Charlottesville, Virginia (Platts)--9Feb2010/503 pm EST/2203 GMT

  

It may be days before investigators can pinpoint the cause of Sunday's fatal explosion at a natural gas- and fuel oil-fired power plant that was under construction in Middletown, Connecticut, a deputy fire marshal on the scene said Tuesday.

"We still don't know what happened. It is going to be a slow methodical process. There is a lot of debris," said Al Santostefano, deputy fire marshal for the Middletown Fire Department, which is investigating the incident, along with the Connecticut State Police and Office of the State Fire Marshal.

"When we investigate a house fire, a little house fire, it takes hours and sometimes a whole day," he said.

Santostefano said investigators have found nothing to indicate any criminal activity led to the blast that killed five workers and injured at least fourteen, as the 620-MW Kleen Energy plant reportedly purged a natural gas line. They are, however, treating it as a crime scene and limiting access to preserve evidence, he said.

A US Chemical Safety Board team and other investigators were turned away from the site Monday because local investigators were concerned evidence would be trampled and destroyed, he said. About 50 people from various agencies were at the site Tuesday, but not all were being allowed into the area of the explosion.

CSB spokesperson Daniel Horowitz said Tuesday afternoon that his seven-person team now had "limited access." Horowitz said "the primary issues now relate to access to witnesses and particularly to physical evidence from the site." The US Occupational Safety and Health Administration had been allowed onsite Sunday, Horowitz said. "We believe OSHA and others should be there and the CSB should have been there from the beginning as well," he said.

Local investigators are focusing on the origin of the blast now that they have accounted for all plant workers who were supposed to be at the site Sunday, according to a statement issued Tuesday afternoon by Middletown Mayor Sebastian Giuliano.

Meanwhile, investigators were preparing for a snow storm expected to hit Connecticut Wednesday, which may slow the inspection.
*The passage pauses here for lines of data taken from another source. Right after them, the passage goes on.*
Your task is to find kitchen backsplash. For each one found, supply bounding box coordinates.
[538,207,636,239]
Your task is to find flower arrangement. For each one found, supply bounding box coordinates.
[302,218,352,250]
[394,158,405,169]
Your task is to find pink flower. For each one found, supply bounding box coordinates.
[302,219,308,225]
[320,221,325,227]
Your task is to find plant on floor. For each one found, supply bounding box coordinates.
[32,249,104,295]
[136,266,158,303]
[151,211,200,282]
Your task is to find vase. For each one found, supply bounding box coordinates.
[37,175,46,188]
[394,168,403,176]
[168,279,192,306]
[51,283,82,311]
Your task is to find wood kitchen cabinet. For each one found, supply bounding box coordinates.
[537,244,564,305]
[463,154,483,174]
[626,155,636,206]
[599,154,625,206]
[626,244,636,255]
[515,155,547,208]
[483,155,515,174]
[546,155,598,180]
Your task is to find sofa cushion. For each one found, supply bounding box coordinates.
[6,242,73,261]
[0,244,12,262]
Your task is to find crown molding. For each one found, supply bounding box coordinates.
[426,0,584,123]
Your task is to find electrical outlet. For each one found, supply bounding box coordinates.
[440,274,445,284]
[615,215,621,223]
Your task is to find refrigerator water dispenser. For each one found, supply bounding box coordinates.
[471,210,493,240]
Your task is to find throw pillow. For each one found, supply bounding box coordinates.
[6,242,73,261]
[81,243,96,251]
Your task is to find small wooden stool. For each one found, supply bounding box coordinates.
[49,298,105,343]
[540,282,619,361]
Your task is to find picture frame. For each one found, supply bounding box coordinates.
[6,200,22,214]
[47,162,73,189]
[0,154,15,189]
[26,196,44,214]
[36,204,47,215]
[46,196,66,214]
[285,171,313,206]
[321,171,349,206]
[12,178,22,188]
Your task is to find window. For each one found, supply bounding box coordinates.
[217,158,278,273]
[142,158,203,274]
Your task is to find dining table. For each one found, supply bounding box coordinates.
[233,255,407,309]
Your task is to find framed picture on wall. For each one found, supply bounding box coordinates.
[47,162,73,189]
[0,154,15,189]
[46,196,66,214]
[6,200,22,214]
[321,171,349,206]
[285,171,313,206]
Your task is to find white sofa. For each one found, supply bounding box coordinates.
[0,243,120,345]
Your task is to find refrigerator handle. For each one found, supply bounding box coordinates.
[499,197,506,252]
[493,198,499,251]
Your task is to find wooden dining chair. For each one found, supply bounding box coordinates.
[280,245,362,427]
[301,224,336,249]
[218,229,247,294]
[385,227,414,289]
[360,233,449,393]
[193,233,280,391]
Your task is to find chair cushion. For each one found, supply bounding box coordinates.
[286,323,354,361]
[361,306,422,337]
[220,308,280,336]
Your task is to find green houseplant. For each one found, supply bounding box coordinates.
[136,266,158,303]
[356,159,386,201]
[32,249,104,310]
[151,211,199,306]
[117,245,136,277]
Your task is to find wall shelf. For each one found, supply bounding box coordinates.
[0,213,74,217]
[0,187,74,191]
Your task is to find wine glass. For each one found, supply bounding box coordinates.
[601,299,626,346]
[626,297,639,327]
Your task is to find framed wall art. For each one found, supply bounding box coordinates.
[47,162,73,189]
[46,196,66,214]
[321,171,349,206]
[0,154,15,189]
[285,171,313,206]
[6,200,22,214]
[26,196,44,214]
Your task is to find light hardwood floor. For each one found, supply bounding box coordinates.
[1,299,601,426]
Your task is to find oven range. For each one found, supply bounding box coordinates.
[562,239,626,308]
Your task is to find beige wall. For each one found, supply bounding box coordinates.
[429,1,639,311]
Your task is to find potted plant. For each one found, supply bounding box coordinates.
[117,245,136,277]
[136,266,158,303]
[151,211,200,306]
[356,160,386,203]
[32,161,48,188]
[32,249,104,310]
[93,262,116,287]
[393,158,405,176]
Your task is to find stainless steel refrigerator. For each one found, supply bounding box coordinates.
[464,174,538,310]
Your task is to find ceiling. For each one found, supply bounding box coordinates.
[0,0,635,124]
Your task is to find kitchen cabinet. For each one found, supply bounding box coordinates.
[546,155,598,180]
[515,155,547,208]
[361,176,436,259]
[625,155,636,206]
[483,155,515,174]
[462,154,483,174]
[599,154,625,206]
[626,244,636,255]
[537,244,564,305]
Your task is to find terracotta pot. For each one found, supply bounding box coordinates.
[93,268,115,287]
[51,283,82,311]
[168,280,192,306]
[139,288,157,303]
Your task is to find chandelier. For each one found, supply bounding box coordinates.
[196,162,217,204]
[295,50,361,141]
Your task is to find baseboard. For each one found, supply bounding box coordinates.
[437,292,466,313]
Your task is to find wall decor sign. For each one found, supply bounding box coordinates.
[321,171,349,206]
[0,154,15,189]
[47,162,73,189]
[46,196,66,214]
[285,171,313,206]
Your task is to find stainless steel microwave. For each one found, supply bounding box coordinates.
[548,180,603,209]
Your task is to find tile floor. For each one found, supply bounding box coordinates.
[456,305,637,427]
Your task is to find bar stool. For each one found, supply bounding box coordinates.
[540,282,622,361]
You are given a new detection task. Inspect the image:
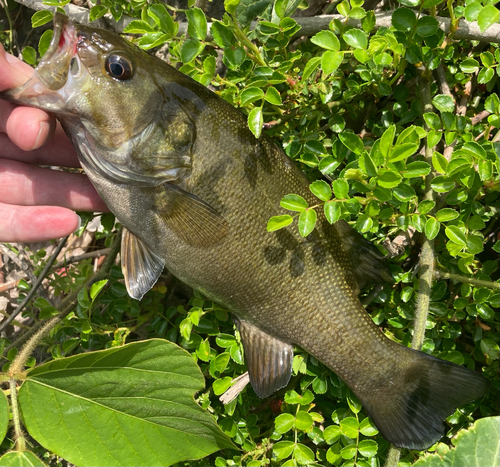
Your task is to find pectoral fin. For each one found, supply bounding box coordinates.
[156,183,228,247]
[335,220,392,292]
[121,227,165,300]
[235,319,293,398]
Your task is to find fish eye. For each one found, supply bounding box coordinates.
[105,55,133,80]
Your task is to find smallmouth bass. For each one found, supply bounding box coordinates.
[1,13,489,450]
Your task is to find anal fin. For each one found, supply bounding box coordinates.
[235,319,293,398]
[121,227,165,300]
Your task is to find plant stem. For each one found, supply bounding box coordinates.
[434,270,500,291]
[9,377,25,451]
[385,67,436,467]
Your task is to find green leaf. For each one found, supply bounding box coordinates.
[485,93,500,114]
[478,67,494,84]
[265,86,282,105]
[362,10,376,32]
[340,417,359,438]
[392,8,416,32]
[343,28,368,49]
[393,184,416,201]
[89,5,108,22]
[248,107,263,138]
[468,215,486,231]
[319,157,340,175]
[413,416,500,466]
[90,279,108,301]
[419,199,436,214]
[477,5,500,33]
[403,161,431,178]
[425,217,440,240]
[380,125,396,159]
[339,132,364,155]
[186,7,207,40]
[138,32,169,50]
[123,20,155,34]
[213,377,233,396]
[22,46,37,65]
[0,451,46,466]
[275,413,295,434]
[302,57,321,80]
[460,58,480,74]
[31,10,53,28]
[416,16,439,37]
[436,208,459,222]
[295,411,314,431]
[298,209,317,237]
[377,169,402,188]
[148,4,176,36]
[324,201,341,224]
[433,94,455,113]
[0,389,8,445]
[431,176,455,193]
[240,87,264,106]
[294,443,315,464]
[19,340,233,466]
[432,151,448,174]
[267,215,293,231]
[211,21,235,48]
[38,29,53,58]
[358,439,378,457]
[180,39,205,63]
[388,142,419,162]
[309,180,332,202]
[311,30,340,50]
[359,417,379,436]
[209,352,231,377]
[332,179,349,199]
[445,225,467,246]
[273,441,295,460]
[423,112,441,130]
[464,1,482,21]
[281,194,308,212]
[321,50,343,74]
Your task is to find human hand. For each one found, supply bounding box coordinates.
[0,43,108,243]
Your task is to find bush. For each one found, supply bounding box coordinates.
[0,1,498,466]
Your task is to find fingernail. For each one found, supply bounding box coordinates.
[32,121,49,150]
[74,214,82,232]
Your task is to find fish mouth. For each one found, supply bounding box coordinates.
[1,13,77,107]
[35,12,78,91]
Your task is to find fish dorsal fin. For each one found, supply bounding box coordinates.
[235,319,293,398]
[121,227,165,300]
[335,220,392,292]
[157,183,229,248]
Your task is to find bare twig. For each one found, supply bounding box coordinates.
[0,236,69,333]
[434,270,500,291]
[470,110,491,126]
[11,1,500,43]
[220,371,251,404]
[383,227,416,258]
[436,63,452,97]
[53,247,111,270]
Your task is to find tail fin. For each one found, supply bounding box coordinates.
[360,349,489,450]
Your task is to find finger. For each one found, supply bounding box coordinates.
[0,101,57,151]
[0,159,108,212]
[0,203,81,243]
[0,43,33,91]
[0,124,79,167]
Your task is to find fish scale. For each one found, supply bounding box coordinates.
[1,13,489,451]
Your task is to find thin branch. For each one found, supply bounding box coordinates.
[434,270,500,291]
[0,236,69,333]
[11,1,500,43]
[53,247,111,270]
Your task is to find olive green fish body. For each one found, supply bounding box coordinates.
[1,14,489,451]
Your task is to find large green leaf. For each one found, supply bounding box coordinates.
[0,388,8,444]
[19,339,234,467]
[412,416,500,466]
[0,451,46,466]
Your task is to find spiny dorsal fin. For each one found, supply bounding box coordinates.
[335,220,392,292]
[121,227,165,300]
[235,319,293,398]
[156,183,229,248]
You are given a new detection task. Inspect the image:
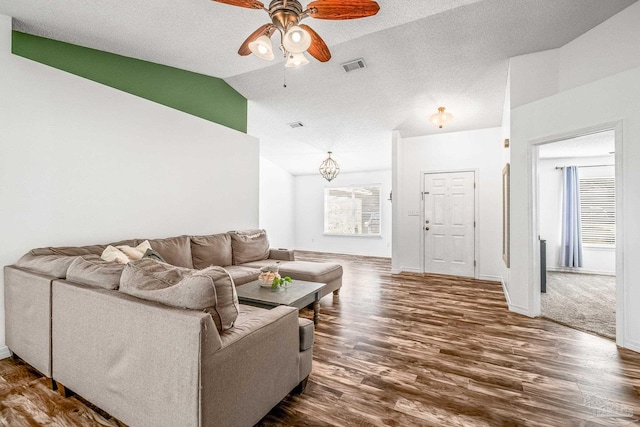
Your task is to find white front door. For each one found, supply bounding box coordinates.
[423,171,476,277]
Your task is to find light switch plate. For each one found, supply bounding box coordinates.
[408,209,420,216]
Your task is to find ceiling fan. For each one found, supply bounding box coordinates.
[212,0,380,67]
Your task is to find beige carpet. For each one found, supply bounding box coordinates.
[541,271,615,339]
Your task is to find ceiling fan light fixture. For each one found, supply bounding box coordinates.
[319,151,340,182]
[283,25,312,53]
[429,107,453,129]
[285,52,310,67]
[248,35,274,60]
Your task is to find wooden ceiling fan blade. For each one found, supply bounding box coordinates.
[300,24,331,62]
[238,23,274,56]
[306,0,380,20]
[212,0,264,10]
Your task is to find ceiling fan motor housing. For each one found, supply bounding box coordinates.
[269,0,304,30]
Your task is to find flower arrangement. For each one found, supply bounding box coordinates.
[258,263,292,290]
[271,275,292,290]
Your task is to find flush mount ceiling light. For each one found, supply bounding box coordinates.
[429,107,454,129]
[213,0,380,67]
[319,151,340,182]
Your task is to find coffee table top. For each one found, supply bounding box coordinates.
[236,280,324,308]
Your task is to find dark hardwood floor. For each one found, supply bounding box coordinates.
[1,251,639,426]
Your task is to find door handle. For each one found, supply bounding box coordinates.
[425,226,430,231]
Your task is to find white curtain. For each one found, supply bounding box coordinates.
[560,166,583,268]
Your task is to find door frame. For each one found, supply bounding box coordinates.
[420,169,480,279]
[528,121,624,345]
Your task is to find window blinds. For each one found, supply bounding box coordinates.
[324,185,381,235]
[579,177,615,246]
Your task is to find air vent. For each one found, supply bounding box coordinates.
[288,121,304,128]
[342,58,367,73]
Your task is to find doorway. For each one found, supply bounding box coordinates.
[536,130,616,339]
[422,171,476,277]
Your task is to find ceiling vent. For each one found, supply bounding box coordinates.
[288,121,304,128]
[341,58,367,73]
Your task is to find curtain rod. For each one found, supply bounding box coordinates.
[555,164,614,170]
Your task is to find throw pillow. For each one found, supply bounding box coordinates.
[142,248,167,263]
[117,240,152,261]
[228,229,270,265]
[119,259,239,331]
[101,246,130,264]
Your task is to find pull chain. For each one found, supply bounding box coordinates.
[283,65,287,88]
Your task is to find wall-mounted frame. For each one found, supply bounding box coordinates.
[502,163,510,268]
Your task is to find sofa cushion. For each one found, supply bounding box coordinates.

Fire officials and other workers were trying to remove hazards and conduct GPS mapping of cylinders and other damaged equipment before the snow begins, according to Giuliano.

Santostefano said it is not clear yet whether the snow storm will require investigators to halt their work.

The team has yet to determine the extent of damage to the combustion turbines, he added, because they are focused on finding the cause of the explosion first.